They say Tibet is not for everyone. This is perhaps why its mirage has been living on for thousands of years, and we continue to wonder what it may be more important: to come to this land of legend for the first time, or to rediscover, after years form the first visit, a Tibet that hasn’t changed? On the salt and wool road, you can cross Tibet from east to west, following the route Lhasa-Gyantse-Shigatse-Tingri-lats-Nyala-Zangmu.
Regardless of the season you get here, you’re stepping into an absolute silence, perhaps because of thin air, as you’re at over 16,000 ft altitude, the highest plateau on earth. With a population of two million inhabitants and an area of 471,700 square miles, Tibet is a space that you can only compare to, maybe, Bolivia, called the Tibet of South America.
It’s here where you can find the Himalayan mountains with impressive peaks over 24,000 feet, among them the famous Chooyu, Chomolugma, Kanchengzonga, which, even from Tibet’s height, look down to you, from a distant place.

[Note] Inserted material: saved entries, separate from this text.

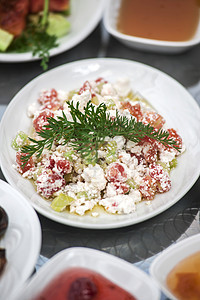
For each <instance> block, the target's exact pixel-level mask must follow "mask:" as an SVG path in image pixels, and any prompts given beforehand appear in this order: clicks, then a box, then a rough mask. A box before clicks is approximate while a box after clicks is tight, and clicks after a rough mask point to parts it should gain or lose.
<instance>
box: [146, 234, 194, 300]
mask: <svg viewBox="0 0 200 300" xmlns="http://www.w3.org/2000/svg"><path fill="white" fill-rule="evenodd" d="M198 251H200V234H196V235H194V236H191V237H189V238H187V239H185V240H183V241H181V242H179V243H177V244H175V245H172V246H170V247H169V248H167V249H166V250H164V251H163V252H162V253H161V254H160V255H159V256H158V257H157V258H156V259H155V260H154V261H153V263H152V265H151V266H150V274H151V276H152V277H153V278H154V280H155V281H156V282H157V284H158V285H159V286H160V288H161V289H162V290H163V292H164V293H165V294H166V295H167V296H168V297H169V298H170V299H173V300H177V298H176V297H174V295H172V293H171V292H170V291H169V289H168V288H167V285H166V278H167V275H168V274H169V272H170V271H171V270H172V269H173V268H174V267H175V265H176V264H178V263H179V262H180V261H181V260H183V259H184V258H186V257H188V256H190V255H192V254H193V253H195V252H198Z"/></svg>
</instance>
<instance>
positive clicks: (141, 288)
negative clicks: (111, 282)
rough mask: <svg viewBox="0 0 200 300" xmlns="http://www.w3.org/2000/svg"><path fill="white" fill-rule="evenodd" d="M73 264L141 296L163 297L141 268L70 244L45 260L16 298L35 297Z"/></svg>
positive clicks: (113, 256)
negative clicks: (58, 252) (38, 270)
mask: <svg viewBox="0 0 200 300" xmlns="http://www.w3.org/2000/svg"><path fill="white" fill-rule="evenodd" d="M72 267H82V268H87V269H90V270H93V271H95V272H98V273H100V274H101V275H103V276H105V277H106V278H107V279H109V280H111V281H112V282H114V283H115V284H117V285H119V286H120V287H122V288H123V289H125V290H127V291H128V292H130V293H131V294H132V295H134V296H135V297H136V299H137V300H158V299H160V292H159V290H158V288H157V286H156V285H155V283H154V281H153V280H152V279H151V278H150V276H148V275H147V274H146V273H144V272H143V271H141V270H140V269H139V268H137V267H135V266H133V265H131V264H130V263H128V262H125V261H124V260H122V259H120V258H117V257H115V256H113V255H110V254H107V253H104V252H101V251H98V250H93V249H89V248H69V249H66V250H63V251H61V252H59V253H58V254H56V255H55V256H54V257H53V258H51V259H50V260H49V261H48V262H47V263H45V265H44V266H43V267H42V268H41V269H39V271H38V273H36V274H35V275H34V276H33V278H32V279H31V280H30V282H29V283H27V284H25V285H24V287H23V288H22V289H21V291H20V293H19V295H17V297H16V298H14V299H13V300H30V299H32V298H33V297H34V296H36V295H37V293H38V292H39V291H41V290H42V289H43V288H44V287H45V286H46V285H47V284H48V283H49V282H50V281H51V280H52V279H53V278H54V277H55V276H56V275H58V274H59V273H60V272H62V271H64V270H66V269H69V268H72Z"/></svg>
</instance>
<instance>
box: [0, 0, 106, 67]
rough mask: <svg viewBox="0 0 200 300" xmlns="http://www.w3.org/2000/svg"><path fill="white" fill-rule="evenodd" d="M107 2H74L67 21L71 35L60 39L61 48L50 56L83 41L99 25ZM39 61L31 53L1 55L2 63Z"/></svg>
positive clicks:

The Tibetan Plateau is arid and, as you get closer to the center of the country (Tibet is an autonomous part of China), the landscape becomes a strange, almost unearthly: mountains that are rapidly eroding, torrents with rocks and sediments that roll thundering in the valley, moraines of glaciers that are melting incredibly fast, forts that were full of guards in the past to control the trade in this area, villages with mud brick houses, with unusually beautiful gates wood carved and stained in nice colors.
At 12,000 ft above sea level, you can stop near the grotto where a Sangha monk retired to meditate, after he spent the initiating stage at the Pangpoche monaster. Every day for four years, as their friendship lasted, a Yeti brought him berries in his austere refuge. When the snow man died of old age, the monk kept his mummified hand and scalp for the next generations.